The algorithm for identifying residential instability had the best overall performance, with a weighted average for precision, recall, and 1 score of 0.92, 0.84, and 0.92 for identifying patients with homelessness and 0.84, 0.82, and 0.79 for identifying patients with housing insecurity. Metrics for the food insecurity algorithm were high but the transportation issues algorithm was the lowest overall performing metric.
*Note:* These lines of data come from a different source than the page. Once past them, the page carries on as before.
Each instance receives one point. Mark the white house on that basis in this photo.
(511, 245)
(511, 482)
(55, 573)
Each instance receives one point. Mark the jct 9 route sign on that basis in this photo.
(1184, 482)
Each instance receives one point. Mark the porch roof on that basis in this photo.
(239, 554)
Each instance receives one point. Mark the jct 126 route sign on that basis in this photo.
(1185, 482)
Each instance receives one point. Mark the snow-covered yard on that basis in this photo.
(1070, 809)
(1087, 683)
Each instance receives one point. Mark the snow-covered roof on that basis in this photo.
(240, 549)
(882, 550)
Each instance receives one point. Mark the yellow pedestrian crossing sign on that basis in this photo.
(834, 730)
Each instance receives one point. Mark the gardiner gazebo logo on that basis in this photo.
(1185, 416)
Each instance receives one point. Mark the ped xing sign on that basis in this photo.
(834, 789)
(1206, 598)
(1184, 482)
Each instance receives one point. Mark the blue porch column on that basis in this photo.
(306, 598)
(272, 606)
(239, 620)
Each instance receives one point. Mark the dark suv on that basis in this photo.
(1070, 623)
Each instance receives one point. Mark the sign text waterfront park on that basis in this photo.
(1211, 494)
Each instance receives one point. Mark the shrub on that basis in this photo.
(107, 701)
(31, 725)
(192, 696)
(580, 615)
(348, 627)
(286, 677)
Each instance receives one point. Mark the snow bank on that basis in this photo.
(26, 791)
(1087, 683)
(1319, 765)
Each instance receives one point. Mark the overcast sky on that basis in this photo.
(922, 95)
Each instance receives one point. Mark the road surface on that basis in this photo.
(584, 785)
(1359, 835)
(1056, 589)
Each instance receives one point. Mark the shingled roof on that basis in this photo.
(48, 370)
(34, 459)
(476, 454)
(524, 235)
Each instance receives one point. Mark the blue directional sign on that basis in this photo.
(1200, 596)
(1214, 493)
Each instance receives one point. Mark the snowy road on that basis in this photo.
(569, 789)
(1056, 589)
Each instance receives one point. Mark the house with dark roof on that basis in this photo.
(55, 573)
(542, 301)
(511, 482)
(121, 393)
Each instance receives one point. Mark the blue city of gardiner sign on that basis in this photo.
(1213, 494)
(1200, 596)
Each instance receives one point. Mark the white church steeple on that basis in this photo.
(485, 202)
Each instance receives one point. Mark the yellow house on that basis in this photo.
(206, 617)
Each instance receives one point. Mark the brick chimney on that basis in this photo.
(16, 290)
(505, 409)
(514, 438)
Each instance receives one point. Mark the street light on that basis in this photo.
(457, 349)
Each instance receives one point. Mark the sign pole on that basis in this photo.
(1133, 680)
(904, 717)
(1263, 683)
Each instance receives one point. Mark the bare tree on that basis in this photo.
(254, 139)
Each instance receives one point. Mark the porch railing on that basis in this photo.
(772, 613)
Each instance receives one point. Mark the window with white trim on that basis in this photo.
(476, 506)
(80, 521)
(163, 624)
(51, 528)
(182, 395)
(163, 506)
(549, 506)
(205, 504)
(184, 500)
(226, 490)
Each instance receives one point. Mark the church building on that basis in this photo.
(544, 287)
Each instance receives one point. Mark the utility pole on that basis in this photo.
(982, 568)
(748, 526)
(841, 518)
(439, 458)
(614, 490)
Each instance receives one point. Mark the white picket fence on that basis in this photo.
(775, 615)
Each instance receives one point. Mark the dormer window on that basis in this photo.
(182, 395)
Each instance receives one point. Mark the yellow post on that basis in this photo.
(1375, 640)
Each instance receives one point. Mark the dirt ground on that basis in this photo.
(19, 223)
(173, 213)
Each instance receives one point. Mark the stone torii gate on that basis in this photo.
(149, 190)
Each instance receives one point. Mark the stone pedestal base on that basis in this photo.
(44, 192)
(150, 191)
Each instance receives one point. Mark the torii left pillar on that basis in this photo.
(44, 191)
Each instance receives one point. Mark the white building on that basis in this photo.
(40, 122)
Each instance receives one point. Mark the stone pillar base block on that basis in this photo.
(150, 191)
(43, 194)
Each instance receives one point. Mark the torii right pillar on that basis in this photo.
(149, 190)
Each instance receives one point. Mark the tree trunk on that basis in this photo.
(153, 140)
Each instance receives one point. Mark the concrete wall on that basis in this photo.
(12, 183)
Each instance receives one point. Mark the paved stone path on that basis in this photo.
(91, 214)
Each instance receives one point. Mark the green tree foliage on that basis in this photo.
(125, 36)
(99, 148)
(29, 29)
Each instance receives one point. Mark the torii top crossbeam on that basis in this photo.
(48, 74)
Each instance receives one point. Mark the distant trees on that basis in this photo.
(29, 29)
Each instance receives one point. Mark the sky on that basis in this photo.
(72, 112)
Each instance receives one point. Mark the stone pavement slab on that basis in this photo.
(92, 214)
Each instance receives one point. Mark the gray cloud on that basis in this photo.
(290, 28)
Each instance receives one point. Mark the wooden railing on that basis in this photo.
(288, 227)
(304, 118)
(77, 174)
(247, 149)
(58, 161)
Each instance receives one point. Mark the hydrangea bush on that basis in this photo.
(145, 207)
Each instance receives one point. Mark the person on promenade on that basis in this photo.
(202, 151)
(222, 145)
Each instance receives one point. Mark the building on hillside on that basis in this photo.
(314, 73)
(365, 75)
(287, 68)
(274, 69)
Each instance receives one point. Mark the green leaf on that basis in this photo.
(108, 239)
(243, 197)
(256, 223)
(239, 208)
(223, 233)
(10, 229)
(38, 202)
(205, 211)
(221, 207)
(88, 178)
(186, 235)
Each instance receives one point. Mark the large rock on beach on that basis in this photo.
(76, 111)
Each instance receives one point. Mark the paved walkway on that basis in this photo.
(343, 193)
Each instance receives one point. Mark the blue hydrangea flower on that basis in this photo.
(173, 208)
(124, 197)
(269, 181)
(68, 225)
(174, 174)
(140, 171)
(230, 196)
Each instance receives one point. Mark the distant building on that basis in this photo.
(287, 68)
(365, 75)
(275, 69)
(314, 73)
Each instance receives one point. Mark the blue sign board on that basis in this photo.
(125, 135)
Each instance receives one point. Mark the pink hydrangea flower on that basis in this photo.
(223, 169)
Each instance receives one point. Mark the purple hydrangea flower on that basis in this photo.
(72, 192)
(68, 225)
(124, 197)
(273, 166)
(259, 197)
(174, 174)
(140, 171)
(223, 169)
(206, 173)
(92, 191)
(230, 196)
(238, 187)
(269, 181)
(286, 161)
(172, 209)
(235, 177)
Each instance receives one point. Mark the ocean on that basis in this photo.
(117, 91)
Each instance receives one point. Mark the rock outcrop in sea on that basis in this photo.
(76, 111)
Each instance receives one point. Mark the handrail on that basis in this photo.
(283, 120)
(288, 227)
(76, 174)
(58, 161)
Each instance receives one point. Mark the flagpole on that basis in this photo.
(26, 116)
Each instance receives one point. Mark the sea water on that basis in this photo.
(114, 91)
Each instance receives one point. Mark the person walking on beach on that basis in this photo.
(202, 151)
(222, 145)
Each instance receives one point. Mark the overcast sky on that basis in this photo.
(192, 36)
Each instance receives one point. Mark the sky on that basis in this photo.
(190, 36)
The NLP algorithm in identifying social needs at JHHS performed relatively well and would provide the opportunity for implementation in a healthcare system.
The NLP approach developed in this project could be adapted and potentially operationalized in the routine data processes of a healthcare system.
开发并测试一种可扩展、高性能且基于规则的模型,用于从电子健康记录(EHR)中的非结构化数据识别社会需求的3个主要领域(居住不稳定、粮食不安全和交通问题)。
我们纳入了2016年7月至2021年6月期间在约翰霍普金斯医疗系统(JHHS)接受治疗且年龄在18岁及以上、在研究期间其EHR中至少有1条非结构化(自由文本)记录的患者。我们使用手动词汇编纂和半自动词汇创建相结合的方法进行特征开发。我们针对每个社会需求领域使用2个关键词集开发了一个初始的基于规则的流程(匹配流程)。我们对不同的词汇进行基于规则的关键词匹配,并使用包含192名患者的注释数据集测试该算法。从一组专家确定的关键词开始,我们通过评估在标记数据集中识别出的假阳性和假阴性来测试调整情况。我们使用精确率、召回率和F1分数来评估算法的性能。
识别居住不稳定的算法总体性能最佳,识别无家可归患者时精确率、召回率和F1分数的加权平均值分别为0.92、0.84和0.92,识别住房不安全患者时分别为0.84、0.82和0.79。粮食不安全算法的指标较高,但交通问题算法的总体性能指标最低。
JHHS中用于识别社会需求的自然语言处理算法表现相对较好,将为在医疗系统中实施提供机会。
本项目开发的自然语言处理方法可在医疗系统的常规数据流程中进行调整并可能投入使用。